DSPRelated.com
Forums

Realtime pitch detection - How does the different algorithms compare

Started by PaulWiik May 23, 2005
After I sent the last post yesterday night (Norway time) I was lying in
bed, and I couldn't sleep, because I think I figured out why I had an
octave error in my pitch detection.

The way the signal and the lagged signal are compared, the "first peak"
occurs when Tau is half the period of the detected frequency, not 1x the
period.

So, to look for the energy of a specific frequency, I should use:
Tau = 1/2*(samplerate/frequency);

My application was comparing the period with the next period, so that's
why I would get peaks on one octave below the main formant.

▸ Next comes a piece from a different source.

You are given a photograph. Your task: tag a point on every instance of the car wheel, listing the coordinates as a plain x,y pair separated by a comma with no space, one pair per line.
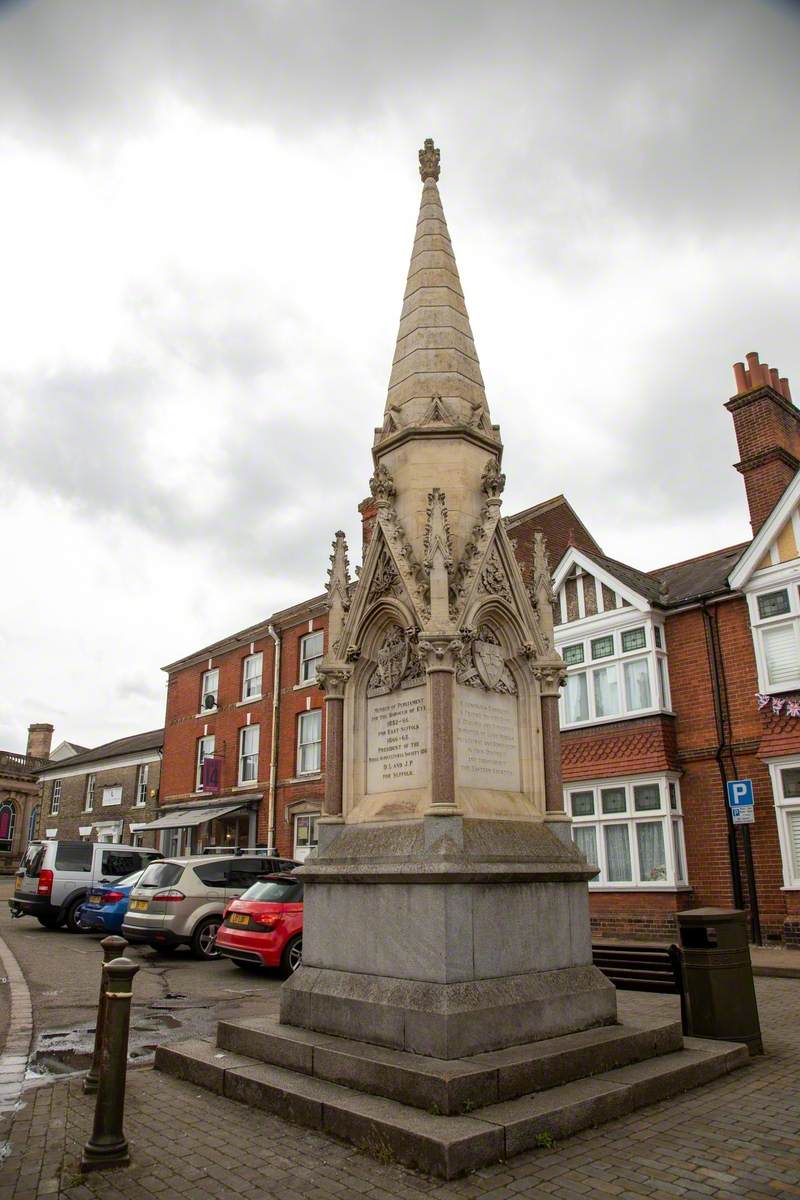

Probably, the normal approach, by "sweeping the Tau" to find the main
formant use som formula like:
freq = 2*(samplerate/tau) -to calculate the frequency.

I think this might help with my "Shhh" problem, because I think it will be
shifted one octave up. (what I used to detect at around 700hz will now be
1400, and outside my range).

Now to my newly formulated question on Goertzel/Autocorrelation.

The way I see it (from a Programming point of view), I devide the
AMDF/ASDF into two loops. 
The outer-loop: what I think about as sweeping the tau.
The inner-loop: sweep n to sum up the magnitude for the current tau.

I'm thinking:
In the outer loop, I can calculate the coeffisient required for the
Goertzel (on the basis that we have a tau, that basically represents a
frequency)
In the inner loop, since we are already reading x(n), We might stuff this
into the Goertzel algorithm.
Then, when inner-loop is done, we can calculate the absolute magnitude of
the Goertzel, and add this to the equation along with maybe a combined
AMDF/ASDF.

So again back to a question I asked previously:
Will the goertzel pick up other info than the ASDF/AMDF ?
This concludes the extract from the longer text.